To popularize the guitar it needed a man of genius, diplomacy and influence. By the middle of the 17th century it had found one: Francesco Corbetta. He is not a composer of the first division; in fact I could only put him into the ‘conference league’ but he was certainly popular in his day. The quote from Samuel Pepys’ diary, given in the booklet indicates as much: August 5th 1667 "…..I spied Signior Francisco tuning his guitar and Monsieur de Puy with him, who did make him play to me, which he did most admirably …"

Corbetta and his contemporaries gave the guitar suites of dances to play. These were for the entertainment of the court and the upper classes as well as for lesser folk. This was music everyone might relate to played on an inexpensive instrument many could afford. These suites consist of an opening Prelude along with a courante, a sarabande and probably a gigue as well as a mixture of other popular dances of the time.

Whether French or English this pattern in the Suite varied little and each movement was also in one unifying key. These pieces were not meant to be danced to but only listened to.

On the other side was the more serious influence of Lully and the French opera of the court of Louis XIV, the ‘Sun King’. This music represented the height of aristocratic artistic fashion and could to a certain extent be emulated. This is reflected not only in the Sarabande (with its emphasis on beat 2 i.e., 1, 2, 3) of which Carre’s suite has no less than three, and the ‘Passacaile’ but also in a group of six transcriptions for guitar from a manuscript found in the Bibliothèque Nationale de France. The latter represents composers like Lully and Marais whose ‘Air’ is from his opera ‘Alcione’ of 1706 as well as a transcription of a harpsichord piece by Couperin. All of these are an attempt to give the instrument even more respectability.

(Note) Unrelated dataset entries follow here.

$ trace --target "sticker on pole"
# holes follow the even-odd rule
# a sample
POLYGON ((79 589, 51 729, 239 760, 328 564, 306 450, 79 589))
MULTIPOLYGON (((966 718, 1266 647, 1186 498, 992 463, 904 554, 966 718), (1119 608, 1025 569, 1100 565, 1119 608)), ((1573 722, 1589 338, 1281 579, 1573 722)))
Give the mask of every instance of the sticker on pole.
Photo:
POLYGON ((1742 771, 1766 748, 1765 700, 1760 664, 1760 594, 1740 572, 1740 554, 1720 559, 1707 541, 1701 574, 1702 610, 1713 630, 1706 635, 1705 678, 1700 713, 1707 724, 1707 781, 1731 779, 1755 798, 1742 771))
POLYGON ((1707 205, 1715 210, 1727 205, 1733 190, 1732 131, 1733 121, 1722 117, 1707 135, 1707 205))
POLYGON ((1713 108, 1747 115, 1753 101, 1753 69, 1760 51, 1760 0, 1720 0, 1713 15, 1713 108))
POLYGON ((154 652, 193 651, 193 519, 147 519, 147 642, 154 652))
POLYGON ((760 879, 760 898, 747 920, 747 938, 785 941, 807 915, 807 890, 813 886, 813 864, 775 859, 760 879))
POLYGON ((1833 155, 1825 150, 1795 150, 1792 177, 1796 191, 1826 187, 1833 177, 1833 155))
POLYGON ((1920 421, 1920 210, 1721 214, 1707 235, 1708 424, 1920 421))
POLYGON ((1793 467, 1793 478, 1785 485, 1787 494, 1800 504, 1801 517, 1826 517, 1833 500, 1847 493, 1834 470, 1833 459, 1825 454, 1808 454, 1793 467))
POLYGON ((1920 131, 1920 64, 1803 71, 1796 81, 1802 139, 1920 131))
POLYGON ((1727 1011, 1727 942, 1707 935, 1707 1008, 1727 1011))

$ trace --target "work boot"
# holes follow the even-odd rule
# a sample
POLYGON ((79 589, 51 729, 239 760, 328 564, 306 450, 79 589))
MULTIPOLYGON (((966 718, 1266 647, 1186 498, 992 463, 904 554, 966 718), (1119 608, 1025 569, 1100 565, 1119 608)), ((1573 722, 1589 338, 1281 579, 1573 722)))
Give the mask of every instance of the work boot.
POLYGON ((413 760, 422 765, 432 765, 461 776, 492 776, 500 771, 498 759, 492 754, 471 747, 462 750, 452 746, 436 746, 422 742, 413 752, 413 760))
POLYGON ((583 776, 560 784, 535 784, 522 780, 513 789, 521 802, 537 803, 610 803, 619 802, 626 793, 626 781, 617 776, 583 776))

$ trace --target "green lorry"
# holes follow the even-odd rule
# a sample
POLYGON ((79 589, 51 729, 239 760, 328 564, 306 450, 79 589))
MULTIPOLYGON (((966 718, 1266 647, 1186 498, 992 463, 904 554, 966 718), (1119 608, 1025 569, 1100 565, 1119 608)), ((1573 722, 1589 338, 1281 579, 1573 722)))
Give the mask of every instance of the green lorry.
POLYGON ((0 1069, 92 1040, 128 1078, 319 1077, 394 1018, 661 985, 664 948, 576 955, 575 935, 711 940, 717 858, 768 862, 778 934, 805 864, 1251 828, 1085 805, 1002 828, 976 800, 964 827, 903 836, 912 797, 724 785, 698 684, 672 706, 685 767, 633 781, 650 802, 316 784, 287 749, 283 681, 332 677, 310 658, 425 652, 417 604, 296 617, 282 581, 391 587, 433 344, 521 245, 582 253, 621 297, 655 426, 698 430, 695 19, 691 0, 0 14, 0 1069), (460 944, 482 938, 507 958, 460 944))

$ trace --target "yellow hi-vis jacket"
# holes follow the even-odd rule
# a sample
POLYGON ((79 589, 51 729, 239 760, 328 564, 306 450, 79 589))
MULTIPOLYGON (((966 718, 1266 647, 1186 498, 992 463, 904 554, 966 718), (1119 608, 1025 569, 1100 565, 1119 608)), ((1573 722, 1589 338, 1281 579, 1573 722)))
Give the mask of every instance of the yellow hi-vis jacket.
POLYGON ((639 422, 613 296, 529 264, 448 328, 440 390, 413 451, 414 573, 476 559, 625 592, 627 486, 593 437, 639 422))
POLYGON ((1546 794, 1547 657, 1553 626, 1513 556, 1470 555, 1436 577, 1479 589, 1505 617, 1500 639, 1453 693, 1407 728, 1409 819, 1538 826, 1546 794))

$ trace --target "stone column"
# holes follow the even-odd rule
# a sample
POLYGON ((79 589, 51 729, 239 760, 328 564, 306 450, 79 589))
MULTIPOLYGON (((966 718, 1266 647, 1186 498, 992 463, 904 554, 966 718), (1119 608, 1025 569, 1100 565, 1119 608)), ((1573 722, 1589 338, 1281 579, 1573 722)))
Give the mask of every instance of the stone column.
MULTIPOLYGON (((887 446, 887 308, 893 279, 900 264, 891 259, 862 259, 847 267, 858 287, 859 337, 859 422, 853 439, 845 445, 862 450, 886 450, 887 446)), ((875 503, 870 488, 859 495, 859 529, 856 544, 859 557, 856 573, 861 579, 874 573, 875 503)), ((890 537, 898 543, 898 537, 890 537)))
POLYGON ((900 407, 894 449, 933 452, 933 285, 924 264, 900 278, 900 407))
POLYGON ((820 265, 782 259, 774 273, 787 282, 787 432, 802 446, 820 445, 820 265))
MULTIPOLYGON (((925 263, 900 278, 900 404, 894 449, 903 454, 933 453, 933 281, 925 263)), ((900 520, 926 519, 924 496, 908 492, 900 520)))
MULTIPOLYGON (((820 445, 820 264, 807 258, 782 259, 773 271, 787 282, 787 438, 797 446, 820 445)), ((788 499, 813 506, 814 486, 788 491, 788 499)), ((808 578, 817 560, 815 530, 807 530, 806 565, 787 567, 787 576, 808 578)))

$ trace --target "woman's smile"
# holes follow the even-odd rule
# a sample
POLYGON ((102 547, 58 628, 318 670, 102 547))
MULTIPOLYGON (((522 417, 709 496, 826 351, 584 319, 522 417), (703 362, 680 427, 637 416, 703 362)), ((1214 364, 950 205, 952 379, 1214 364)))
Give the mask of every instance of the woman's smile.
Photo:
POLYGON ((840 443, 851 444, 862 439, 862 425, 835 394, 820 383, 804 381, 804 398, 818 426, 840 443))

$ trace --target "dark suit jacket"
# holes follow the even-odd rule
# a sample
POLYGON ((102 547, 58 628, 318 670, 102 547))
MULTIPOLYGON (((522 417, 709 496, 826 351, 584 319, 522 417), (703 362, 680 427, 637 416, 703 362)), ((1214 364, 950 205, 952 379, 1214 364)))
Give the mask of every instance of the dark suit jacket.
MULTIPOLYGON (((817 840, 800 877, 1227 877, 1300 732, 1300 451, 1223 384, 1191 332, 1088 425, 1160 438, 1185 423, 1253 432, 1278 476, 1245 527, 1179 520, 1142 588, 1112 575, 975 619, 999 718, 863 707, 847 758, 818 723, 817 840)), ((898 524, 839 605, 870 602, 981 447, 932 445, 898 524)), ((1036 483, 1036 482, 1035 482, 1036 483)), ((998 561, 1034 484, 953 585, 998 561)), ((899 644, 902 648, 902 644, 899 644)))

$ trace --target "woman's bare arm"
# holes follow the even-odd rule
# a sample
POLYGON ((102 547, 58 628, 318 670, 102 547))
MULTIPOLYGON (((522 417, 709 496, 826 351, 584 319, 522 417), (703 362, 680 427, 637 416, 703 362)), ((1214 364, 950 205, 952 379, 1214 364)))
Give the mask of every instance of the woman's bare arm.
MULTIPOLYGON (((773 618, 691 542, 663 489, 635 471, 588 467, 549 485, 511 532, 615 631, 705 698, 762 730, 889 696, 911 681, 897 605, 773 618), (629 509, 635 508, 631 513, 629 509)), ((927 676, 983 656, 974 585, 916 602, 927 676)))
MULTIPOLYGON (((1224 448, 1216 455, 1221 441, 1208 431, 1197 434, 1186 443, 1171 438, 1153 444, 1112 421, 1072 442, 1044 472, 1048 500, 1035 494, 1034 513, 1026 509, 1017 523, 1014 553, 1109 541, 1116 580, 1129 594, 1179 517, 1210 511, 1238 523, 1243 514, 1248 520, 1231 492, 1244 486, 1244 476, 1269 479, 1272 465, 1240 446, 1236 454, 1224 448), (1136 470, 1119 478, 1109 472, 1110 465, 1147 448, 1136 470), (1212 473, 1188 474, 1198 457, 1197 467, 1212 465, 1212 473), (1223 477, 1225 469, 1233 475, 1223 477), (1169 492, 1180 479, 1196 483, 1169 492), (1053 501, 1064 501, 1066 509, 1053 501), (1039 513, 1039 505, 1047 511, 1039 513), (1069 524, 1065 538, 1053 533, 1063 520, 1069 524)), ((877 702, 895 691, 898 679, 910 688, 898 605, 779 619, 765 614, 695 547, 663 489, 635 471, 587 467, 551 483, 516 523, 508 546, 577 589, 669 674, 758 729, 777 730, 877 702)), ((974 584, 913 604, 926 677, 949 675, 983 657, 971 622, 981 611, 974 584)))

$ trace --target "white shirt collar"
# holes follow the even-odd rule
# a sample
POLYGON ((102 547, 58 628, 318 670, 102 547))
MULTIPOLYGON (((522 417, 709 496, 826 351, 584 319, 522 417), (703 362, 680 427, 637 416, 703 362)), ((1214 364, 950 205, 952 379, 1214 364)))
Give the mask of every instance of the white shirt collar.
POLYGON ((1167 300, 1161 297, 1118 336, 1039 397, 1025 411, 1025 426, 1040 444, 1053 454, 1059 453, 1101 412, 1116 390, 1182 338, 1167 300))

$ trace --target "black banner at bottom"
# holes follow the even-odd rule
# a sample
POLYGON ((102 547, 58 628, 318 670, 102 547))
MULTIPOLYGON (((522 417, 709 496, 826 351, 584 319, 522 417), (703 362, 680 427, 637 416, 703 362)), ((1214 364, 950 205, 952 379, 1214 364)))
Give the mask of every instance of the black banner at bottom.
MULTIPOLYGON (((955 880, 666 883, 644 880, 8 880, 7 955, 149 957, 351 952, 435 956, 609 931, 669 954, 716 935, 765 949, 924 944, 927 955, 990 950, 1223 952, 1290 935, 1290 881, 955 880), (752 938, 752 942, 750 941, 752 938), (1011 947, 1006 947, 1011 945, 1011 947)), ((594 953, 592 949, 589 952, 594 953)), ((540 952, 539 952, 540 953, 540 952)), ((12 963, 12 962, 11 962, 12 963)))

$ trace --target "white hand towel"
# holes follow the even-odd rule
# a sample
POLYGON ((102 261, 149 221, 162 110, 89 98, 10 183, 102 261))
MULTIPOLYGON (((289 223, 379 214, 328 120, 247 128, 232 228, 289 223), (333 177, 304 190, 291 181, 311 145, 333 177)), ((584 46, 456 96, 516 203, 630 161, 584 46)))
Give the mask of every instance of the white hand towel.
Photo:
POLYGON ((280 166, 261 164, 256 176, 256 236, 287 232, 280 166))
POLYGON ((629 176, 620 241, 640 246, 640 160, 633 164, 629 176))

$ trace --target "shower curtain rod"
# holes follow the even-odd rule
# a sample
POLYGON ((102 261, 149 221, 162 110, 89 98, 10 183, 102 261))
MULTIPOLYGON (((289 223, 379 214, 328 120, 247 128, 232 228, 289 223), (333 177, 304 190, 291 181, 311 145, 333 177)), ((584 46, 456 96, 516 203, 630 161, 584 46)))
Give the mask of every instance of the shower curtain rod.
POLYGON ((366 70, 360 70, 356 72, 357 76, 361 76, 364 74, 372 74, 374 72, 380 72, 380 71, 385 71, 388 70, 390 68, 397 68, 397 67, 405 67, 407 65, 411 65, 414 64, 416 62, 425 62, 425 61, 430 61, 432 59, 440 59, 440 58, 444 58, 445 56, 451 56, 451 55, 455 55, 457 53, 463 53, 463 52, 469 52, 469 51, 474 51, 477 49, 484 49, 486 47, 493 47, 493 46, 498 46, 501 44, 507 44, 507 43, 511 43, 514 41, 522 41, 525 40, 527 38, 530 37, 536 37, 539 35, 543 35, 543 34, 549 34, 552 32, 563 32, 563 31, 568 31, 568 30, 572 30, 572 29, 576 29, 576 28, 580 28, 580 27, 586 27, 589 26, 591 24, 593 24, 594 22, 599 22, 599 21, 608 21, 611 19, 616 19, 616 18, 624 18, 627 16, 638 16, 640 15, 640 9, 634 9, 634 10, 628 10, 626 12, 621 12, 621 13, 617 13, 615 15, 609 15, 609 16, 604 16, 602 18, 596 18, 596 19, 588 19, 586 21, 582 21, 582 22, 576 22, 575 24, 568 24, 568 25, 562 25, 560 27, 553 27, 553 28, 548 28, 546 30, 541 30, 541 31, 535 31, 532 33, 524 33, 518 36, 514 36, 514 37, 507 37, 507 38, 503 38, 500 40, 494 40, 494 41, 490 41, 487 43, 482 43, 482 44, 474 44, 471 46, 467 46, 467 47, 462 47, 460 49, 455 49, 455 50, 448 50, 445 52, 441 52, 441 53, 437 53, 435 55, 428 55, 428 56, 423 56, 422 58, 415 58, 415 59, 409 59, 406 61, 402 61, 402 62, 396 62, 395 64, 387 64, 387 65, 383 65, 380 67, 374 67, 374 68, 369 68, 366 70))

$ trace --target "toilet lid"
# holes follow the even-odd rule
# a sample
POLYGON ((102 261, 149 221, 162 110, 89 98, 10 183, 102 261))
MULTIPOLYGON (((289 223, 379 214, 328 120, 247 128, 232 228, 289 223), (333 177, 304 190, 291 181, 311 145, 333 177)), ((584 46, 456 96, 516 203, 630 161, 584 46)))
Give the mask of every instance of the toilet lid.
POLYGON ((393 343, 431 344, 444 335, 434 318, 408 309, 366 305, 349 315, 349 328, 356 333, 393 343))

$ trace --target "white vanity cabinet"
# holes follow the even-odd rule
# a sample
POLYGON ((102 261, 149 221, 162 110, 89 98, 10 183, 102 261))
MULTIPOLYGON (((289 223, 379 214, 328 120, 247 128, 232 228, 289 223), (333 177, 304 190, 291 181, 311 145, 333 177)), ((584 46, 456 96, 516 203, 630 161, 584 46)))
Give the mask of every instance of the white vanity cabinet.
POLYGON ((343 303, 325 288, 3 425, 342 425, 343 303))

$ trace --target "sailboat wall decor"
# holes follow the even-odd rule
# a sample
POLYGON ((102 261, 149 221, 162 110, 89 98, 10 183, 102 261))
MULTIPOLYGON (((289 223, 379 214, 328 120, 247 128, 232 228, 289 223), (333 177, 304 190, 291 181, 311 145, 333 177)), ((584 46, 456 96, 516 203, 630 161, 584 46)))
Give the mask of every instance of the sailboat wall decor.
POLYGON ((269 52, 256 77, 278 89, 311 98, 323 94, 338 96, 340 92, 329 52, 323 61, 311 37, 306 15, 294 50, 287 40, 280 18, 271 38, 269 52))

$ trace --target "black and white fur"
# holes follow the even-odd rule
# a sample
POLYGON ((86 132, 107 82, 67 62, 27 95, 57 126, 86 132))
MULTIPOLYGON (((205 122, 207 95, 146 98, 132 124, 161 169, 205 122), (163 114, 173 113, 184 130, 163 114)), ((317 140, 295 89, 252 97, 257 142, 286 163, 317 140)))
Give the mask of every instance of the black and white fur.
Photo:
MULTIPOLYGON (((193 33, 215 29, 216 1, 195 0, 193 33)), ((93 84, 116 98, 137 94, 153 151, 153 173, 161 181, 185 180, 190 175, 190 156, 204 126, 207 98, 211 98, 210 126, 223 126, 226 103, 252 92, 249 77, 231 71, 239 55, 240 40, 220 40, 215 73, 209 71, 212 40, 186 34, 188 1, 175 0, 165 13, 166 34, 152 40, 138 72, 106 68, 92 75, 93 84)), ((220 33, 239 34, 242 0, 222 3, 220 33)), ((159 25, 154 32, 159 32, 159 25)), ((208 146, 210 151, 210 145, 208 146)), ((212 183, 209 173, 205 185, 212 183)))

Gordon Ferries is quite definitely a master of this repertoire and plays delightfully. I must however take issue with the recording. Not for the first time with guitar or lute recordings the microphone has been placed too close. What one hears is too much hand and string movement, sometimes even rhythmically piercing the dances on the same beat of each bar as in the Gigue of Medard’s Suite.

Two guitars are used for this recording, one by Sutherland after a Voboam instrument of 1760 and an actual French instrument of the same date. I’m ashamed to say that I am unable to recognize a difference between them. But a word of warning; the sound is not entirely like a modern instrument. My eldest son, a guitarist himself, described the sound produced in non-technical language as ‘twangy’

I’m sorry to say that I cannot be sure whether or not to recommend this disc for the general listener. My interest in early music was not particularly roused and the music did not hold my attention. It does however represent its period perfectly. I have nothing but praise for Gordon Ferries’ musicianship, care and determination to present this music, mostly for the first time for two hundred and fifty years, to a modern audience.